Should Ohio impose a pre-election moratorium on officeholders’ mailings and ads? Editorial Board Roundtable

September 27, 2018

Should Ohio impose a pre-election moratorium on officeholders’ mailings and ads? Editorial Board Roundtable

Last week, Akron attorney Adam VanHo, the Democratic candidate for the state Senate seat now held by Republican Frank LaRose, who’s running for secretary of state, proposed a four-month moratorium before an election on what he called “softcore political ads” by officeholders who are able to use taxpayer-funded communications avenues such as mailers, public service ads and videos to reach voters.

“In recent weeks,” VanHo stated in his Sept. 20 news release, “Republican Attorney General Mike DeWine has used taxpayer resources to release videos related to issues like opiates, online dating and ticket scams – all messages surrounding his gubernatorial campaign themes.” 

VanHo acknowledged both Democratic and Republican officeholders have used such means to promote themselves.

He called for “restrictions on candidates using their names or likenesses on official materials, including videos and printed items, for a 120-day period prior to the official’s name appearing on the ballot for any position.”

VanHo cited among prior abuses Ohio Treasurer Josh Mandel’s taxpayer-financed $1.84 million public service TV ad campaign in 2016 and 2017 that featured himself and Ohio State University football coach Urban Meyer -- ads that ran shortly before Mandel announced a run for U.S. Senate. The Republican-run legislature subsequently tightened state Controlling Board oversight of such spending.

Should Ohio adopt a four-month moratorium on such ads or enact other restrictions, or is this simply an advantage that incumbents possess that has the dual virtue of making sure that voters are informed about what their elected representatives are up to? Our editorial board roundtable offers its thoughts and we welcome readers’ reactions in the comments. 

Thomas Suddes, editorial writer:

This would be way too complicated to police. Do we really want the Ohio Elections Commission policing a state office’s letterhead? As for public service ads that portray an officeholder, easy solution: Ban state funding.

Ted Diadiun, editorial board member: 

This may be a regulation in search of a problem, but I agree that these mailings might give incumbents an unfair advantage at taxpayers’ expense. A 120-day moratorium is too sweeping and far too long, however. A better solution might be to allow without restriction regular communications that have been established over the course of the incumbent’s term, but ban use of such ads in the closing days of the campaign.

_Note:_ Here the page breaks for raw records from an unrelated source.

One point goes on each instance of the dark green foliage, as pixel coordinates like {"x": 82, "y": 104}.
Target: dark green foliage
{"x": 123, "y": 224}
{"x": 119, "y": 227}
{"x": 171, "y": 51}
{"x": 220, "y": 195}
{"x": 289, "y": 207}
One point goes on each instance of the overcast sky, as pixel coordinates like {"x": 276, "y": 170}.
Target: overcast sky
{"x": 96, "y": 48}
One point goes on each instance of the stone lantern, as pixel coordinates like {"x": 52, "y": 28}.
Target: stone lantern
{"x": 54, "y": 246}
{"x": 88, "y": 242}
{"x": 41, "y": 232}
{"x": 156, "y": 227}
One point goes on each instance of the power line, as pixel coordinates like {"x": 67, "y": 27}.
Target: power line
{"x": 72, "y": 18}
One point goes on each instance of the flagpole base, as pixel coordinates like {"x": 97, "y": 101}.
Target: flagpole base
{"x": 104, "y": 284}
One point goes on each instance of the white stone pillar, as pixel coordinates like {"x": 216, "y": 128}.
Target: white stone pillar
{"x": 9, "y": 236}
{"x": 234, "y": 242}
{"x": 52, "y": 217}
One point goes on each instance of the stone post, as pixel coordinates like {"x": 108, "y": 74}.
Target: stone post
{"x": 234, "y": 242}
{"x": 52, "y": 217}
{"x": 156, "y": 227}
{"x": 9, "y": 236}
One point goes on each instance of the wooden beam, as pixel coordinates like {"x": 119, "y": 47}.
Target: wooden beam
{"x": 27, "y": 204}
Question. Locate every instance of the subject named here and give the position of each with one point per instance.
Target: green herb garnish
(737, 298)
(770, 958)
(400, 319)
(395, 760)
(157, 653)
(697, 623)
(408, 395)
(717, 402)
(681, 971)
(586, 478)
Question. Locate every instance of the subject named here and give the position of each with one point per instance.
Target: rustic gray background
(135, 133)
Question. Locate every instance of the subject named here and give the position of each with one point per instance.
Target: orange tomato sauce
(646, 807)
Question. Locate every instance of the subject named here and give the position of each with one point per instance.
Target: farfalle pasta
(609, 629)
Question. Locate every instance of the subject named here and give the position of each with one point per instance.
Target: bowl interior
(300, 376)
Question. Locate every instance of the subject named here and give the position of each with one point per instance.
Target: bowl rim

Lisa Garvin, editorial board member:

It seems like the only time I hear from my elected officials is right around an election, when their “news updates” letting me know what a great job they’ve done will join the flood of campaign mailers and TV ads from candidates running for office. The incumbent seeking re-election can justify using taxpayer funds by calling these ads official news instead of campaign material, knowing that the difference is lost on a lot of voters. VanHo’s request for a moratorium on so-called softcore political ads seems reasonable enough, and helps level the field for incumbents and their challengers. 

Eric Foster, editorial board member: 

Part of conducting business as an elected official is communicating with the public you serve. Yes this creates an inherent advantage during campaign season, but the benefit to the public of open communication far outweighs any political disadvantage an opponent faces. You sign up for that when you challenge an incumbent.

Mary Cay Doherty, editorial board member:

Adam VanHo raises valid concerns.  Using taxpayer funded “communication” pieces as de facto campaign materials under the thinly veiled guise of accountability to constituents is a misuse of public funds. Even the U.S. House of Representatives restricts these types of communications within 90 days of an election. (Creative congressmen and women circumvent the rule, but it exists nonetheless.) VanHo’s proposed 120-day limit is excessive, but a 30-60-day limit would curtail this misappropriation of taxpayer dollars.

Elizabeth Sullivan, director of opinion, cleveland.com:

Given that we know such communications lend themselves to abuse that can confer an unfair advantage to the incumbent -- and an unmerited cost to taxpayers -- this issue is ripe for legislative review and reform in Ohio.